For a reason that is not clear to me, it never seems to have picked up the cachet of many similar movies from that era, never attaining the level of must-see classic that accrues to, say, The Godfather or Network, and this is unjust: it typifies all the things that are beloved of 1970s studio filmmaking as well as anything else. At any rate, if you need an excuse to see it, the anniversary is as good as any; “this film is a stone-cold masterpiece” was enough of a reason for me to revisit it for the first time in a shamefully long number of years, and I am grateful to have been pushed into it by this series.
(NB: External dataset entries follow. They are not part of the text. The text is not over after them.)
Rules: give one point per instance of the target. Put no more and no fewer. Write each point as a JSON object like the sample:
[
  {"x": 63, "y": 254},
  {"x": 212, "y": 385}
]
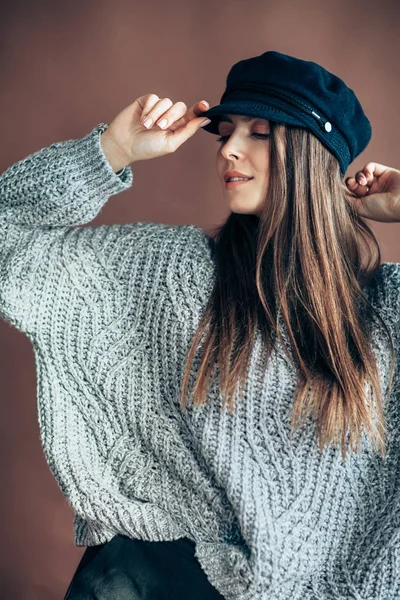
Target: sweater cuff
[{"x": 94, "y": 167}]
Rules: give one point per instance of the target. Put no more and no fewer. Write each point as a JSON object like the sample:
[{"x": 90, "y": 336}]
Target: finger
[
  {"x": 355, "y": 187},
  {"x": 169, "y": 117},
  {"x": 181, "y": 135},
  {"x": 156, "y": 111},
  {"x": 194, "y": 111},
  {"x": 149, "y": 101}
]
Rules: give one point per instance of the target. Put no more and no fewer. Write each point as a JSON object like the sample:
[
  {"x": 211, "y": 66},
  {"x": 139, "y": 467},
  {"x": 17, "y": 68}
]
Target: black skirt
[{"x": 128, "y": 569}]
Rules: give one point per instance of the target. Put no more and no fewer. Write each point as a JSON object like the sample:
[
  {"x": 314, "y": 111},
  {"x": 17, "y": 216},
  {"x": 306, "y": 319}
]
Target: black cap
[{"x": 285, "y": 89}]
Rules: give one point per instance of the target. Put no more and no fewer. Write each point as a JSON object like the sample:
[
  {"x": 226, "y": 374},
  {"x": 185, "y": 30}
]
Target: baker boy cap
[{"x": 286, "y": 89}]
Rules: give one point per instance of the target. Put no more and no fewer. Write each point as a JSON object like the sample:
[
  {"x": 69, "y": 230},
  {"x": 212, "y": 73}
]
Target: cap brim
[{"x": 250, "y": 109}]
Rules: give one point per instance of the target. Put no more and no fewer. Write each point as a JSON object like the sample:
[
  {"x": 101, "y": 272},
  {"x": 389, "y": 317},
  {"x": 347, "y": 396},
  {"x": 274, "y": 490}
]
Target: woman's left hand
[{"x": 375, "y": 192}]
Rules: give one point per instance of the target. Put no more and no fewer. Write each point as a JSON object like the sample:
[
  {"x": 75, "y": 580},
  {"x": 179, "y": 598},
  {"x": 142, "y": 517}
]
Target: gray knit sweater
[{"x": 111, "y": 311}]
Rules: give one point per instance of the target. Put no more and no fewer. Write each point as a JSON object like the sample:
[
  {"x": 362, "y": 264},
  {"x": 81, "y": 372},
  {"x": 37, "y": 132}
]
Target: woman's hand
[
  {"x": 375, "y": 193},
  {"x": 127, "y": 140}
]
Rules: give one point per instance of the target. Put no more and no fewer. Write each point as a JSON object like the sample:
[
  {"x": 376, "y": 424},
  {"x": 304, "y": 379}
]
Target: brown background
[{"x": 67, "y": 66}]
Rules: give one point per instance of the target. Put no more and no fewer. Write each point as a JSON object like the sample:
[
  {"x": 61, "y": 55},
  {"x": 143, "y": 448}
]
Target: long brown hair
[{"x": 301, "y": 258}]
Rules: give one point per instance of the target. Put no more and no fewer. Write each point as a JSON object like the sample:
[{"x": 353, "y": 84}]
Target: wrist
[{"x": 117, "y": 159}]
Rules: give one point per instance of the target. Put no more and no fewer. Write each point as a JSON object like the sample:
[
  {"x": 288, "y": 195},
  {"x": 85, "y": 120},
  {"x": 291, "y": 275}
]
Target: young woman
[{"x": 220, "y": 411}]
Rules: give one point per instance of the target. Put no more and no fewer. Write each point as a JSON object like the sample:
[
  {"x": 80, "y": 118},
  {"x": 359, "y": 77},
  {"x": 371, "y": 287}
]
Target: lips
[{"x": 229, "y": 174}]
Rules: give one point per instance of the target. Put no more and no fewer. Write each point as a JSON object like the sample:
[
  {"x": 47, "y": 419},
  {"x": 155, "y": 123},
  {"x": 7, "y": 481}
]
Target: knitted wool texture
[{"x": 111, "y": 311}]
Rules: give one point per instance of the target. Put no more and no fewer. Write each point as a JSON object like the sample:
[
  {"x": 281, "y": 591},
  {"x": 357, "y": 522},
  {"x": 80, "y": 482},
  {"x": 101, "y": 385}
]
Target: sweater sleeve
[{"x": 43, "y": 200}]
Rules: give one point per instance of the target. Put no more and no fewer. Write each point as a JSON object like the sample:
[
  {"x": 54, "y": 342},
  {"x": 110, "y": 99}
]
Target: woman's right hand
[{"x": 127, "y": 140}]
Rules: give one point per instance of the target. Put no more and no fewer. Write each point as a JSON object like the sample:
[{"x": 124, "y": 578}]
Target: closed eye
[{"x": 222, "y": 138}]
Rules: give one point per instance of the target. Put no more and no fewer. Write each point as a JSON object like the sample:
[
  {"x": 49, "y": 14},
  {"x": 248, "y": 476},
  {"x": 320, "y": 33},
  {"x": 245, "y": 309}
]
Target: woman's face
[{"x": 244, "y": 149}]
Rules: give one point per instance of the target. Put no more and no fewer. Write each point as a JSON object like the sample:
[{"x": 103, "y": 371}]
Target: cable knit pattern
[{"x": 111, "y": 311}]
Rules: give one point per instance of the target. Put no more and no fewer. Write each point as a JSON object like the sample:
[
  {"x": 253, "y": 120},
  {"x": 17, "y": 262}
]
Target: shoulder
[{"x": 384, "y": 288}]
So! to pick a best shot. It was not all that hard for me to know where I wanted to start looking, for even after the span of some years, one scene stuck out in my memory: late in the movie, as the bank robbery has long since gone to shit and lead robber Sonny Wortzik (Pacino) has becoming increasingly convinced that he’s not going to come out of this alive, he dictates his last will and testament to one of his hostages. It is the finest moment of acting Pacino gives in this movie, and one of the best scenes in his career, and I knew I wanted to focus on this moment for that reason, though I was not certain that there’d be a particularly great shot involved. Silly me. Since this is a Lumet film, and if there’s one thing he was great at throughout his career, it was using the camera to help draw out the best parts of his actors’ performances. And that’s how we get this:
It couldn’t be much more straightforward, or perfect. Four characters on four planes, but what really hits in the moment is not that Sonny is surrounded by people, but that he’s isolated even in the middle of them; they’re out of focus, while he’s in focus, once of the simplest tricks in the book, but it always works if you do it right. Still, even though he’s the focal point of the shot, Sonny is still a messy disaster: the back-lighting on his shirt gives him an aura that serves to make him fuzzier and more indistinct, while his slumped posture (and he’s constantly moving throughout the shot) makes him look saggy and weak while the other people involved are still and sturdy. And as for that back-lighting: note that everyone else has a light trained on a side of their body visible to the camera, while Pacino is bathed in gloom – of course, there’s some light on his front, or there’d be nothing to look at, but while the other people here are front or side-lit, Sonny is blocking the light, in a sobering, quiet gesture of fatigue and despair. Coupled with Pacino’s excellent reading of his will-writing monologue – dazed, sad, tired – it’s a shot that could not more perfectly sum up the “let’s please just get this over” feeling that has fully latched onto the plot at this point.
And one last thing, because I did after all call this one of the great summer movies: doesn’t everybody just look miserably damn sweaty? I love it.